Neuroscientists have found that bats while flying navigate space by entirely focusing on their future trajectory rather than their current position at the moment. According to the scientists, the study may suggest how the mammal’s internal “GPS system” works while moving through space. When mammals move through space, special kinds of neurons keep encoding their spatial position in their brain. These neurons are known as “place cells,” which lie in the hippocampus, a major component of the brain.
Scientists at the University of California, Berkeley, attached wireless brain activity trackers on several Egyptian fruit bats and made them fly through a room equipped with high-speed cameras capable of detecting the bats’ position with high precision. When scientists analysed the neural activity data alongside their corresponding position in space, they were surprised. According to the study’s senior author Michael Yartsev, looking at the data experts could assume that the neurons do not encode spatial information at all. However, when scientists compared their activity to their position a second in future, they suddenly found an “incredibly sharp” correlation.
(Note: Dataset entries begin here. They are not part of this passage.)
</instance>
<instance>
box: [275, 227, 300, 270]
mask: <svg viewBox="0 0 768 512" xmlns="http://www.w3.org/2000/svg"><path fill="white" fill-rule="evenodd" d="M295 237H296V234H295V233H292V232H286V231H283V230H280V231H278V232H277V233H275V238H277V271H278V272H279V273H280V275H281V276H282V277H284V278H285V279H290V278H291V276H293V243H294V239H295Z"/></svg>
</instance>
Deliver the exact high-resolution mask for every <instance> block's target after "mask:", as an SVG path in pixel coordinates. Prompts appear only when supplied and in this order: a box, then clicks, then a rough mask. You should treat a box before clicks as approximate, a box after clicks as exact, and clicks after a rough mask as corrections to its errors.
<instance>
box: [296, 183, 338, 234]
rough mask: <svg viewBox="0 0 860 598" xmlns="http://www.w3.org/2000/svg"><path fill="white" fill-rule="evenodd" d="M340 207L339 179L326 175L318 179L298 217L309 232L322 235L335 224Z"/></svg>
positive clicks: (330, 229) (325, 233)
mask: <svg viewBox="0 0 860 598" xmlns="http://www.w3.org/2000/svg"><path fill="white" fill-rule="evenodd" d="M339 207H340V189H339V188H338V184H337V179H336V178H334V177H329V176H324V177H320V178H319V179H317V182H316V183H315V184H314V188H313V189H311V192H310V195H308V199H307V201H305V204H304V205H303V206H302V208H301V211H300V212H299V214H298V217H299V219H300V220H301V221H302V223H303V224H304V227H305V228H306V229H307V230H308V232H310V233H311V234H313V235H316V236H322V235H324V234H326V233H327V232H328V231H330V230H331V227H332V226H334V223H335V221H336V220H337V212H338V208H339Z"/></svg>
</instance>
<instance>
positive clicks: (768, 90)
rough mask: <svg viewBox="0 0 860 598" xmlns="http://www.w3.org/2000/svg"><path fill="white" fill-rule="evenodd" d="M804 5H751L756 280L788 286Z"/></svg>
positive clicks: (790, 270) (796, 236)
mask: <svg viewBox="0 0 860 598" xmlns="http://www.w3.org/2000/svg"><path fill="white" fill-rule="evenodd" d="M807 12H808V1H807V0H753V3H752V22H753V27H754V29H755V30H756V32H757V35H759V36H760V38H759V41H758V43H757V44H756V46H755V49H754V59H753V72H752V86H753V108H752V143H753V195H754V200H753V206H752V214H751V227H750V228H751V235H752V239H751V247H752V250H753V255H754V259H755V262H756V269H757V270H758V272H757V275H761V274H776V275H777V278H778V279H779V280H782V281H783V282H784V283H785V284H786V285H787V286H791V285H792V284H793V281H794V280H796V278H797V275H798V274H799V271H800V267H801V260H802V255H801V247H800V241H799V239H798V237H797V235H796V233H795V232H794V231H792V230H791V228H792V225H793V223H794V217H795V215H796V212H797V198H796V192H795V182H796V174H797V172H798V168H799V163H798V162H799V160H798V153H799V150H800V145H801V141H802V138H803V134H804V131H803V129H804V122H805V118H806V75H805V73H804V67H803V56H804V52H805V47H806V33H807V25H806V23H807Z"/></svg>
Scientists found that the neural activity actually represented future locations on the bats’ trajectories, rather than where they were in the moment. “The finding shows that neural activity in this region is representing more than the bat’s present position — it’s tentatively representing a full flight trajectory,” said Nicholas Dotson, lead author of the study, in the statement. The study was published on July 9 in the journal Science.
Scientists think that the findings raise interesting questions and may open up new investigations about how humans navigate through space. The internal navigation system of mammals is fundamentally dependent on place cells, which are collectively thought to be the cognitive map of the outside world. Place cells were discovered in 1971 by John O’Keefe and Jonathan Dostrovsky. For the crucial discovery, O’Keefe was awarded the 2014 Nobel Prize in Physiology or Medicine.